After eight years of helping build Canva, he became more interested in businesses built for endurance. Singh focuses on what comes after learning how a business grows from a small operation to something much larger, and what parts of the experience are still valuable when the logo on the door changes.
A career built through pivots
Singh’s path avoided the refined version of startup mythology. He dropped out of college after six months and spent six months installing satellite dishes before stopping and asking himself, “What are you doing with your life?”
From there he moved into accounting, qualified as a chartered accountant in four years and built a career in auditing before deciding that the usual partnership route was not the future he wanted.
This decision clearly shaped his next chapter. He left Bristol for Sydney, took pay cuts that reflected the risk, and threw himself into startup work because building businesses felt more direct and grounded. When his first startup didn’t work gain groundCanva became his next stop.
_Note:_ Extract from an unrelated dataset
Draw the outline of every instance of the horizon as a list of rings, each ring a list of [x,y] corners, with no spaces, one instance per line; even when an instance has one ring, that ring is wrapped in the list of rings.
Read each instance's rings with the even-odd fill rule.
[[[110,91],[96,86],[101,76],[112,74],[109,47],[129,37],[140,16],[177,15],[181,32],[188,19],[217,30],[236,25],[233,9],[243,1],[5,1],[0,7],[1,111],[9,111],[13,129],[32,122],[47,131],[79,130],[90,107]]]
What eight years of hypergrowth can teach
Singh served as Canva’s CFO from 2016 to 2024. This was during a period where revenues grew from around $10 million to over $2 billion. The workforce has grown from around fifty people to more than 4,000 worldwide. He also led a capital increase of more than $1 billion for a valuation of $26 billion in 2024.
Growth at this pace tends to mean more than bigger teams and bigger funding. It also translates into building systems that survive pressure, making disciplined financial decisions, and adapting the business as it grows much larger than its initial form.
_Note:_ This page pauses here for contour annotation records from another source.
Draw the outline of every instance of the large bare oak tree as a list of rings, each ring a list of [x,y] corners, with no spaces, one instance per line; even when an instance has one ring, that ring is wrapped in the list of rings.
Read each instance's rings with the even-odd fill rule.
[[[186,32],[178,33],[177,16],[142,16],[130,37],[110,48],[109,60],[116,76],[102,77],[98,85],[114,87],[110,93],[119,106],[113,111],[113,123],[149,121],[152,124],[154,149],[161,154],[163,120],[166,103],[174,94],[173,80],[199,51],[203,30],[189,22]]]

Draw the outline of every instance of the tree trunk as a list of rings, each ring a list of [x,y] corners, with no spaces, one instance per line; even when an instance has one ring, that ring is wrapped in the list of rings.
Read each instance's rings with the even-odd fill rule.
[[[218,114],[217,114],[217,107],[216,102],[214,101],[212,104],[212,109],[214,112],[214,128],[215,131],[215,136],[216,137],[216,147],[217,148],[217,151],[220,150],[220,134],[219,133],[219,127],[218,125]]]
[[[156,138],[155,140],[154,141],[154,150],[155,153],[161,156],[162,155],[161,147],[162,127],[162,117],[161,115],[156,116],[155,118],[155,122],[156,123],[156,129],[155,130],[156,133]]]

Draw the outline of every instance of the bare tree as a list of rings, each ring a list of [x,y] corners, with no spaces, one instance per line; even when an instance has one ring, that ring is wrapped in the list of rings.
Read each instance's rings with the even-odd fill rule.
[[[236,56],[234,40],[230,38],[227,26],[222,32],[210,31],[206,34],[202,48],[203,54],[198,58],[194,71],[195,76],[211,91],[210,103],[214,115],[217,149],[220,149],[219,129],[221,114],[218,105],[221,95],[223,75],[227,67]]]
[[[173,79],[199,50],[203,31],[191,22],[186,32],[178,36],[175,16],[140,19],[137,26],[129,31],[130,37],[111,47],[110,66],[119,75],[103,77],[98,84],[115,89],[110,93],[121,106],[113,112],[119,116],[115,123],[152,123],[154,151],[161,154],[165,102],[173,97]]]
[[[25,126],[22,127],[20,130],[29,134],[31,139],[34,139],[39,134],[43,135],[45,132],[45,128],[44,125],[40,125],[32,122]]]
Beyond finance, Singh’s experience focuses on operations, structure and long-term work. help something evolve without resorting to sloppy tactics.
Why his focus is different now
What Singh is doing now carries a noticeably different tone from the typical over-the-top founder culture. Singh invests in and advises early-stage technology founders, particularly those working on fundraising, operational structure and early scaling decisions. He also owns Gwalia United FC, where he sees women’s football as another area where long-term operational discipline can be important.
While some startups focus on a short-term perspective, Singh is primarily interested in organizations that can continue to create value over time. This idea comes up several times in the way he describes his work, where he likes help build brands that last. Specifically, it ensures that these brands have enough financial and structural strength to outlast the initial excitement surrounding them.
The person behind the title
There is also a more personal layer behind it all. Singh’s childhood was unstable and he has spoken about how this shaped his independence, self-reliance and tolerance for risk. Later in life, moving away from Canva forced a different kind of adjustment. This adjustment involved finding out who he was without being “the CFO of Canva.”
This part may be why its current career approach seems a little more stable than the usual startup status quo. He’s already gone through a chapter that many people would consider the final destination. What matters now is what can be built after this and whether it lasts.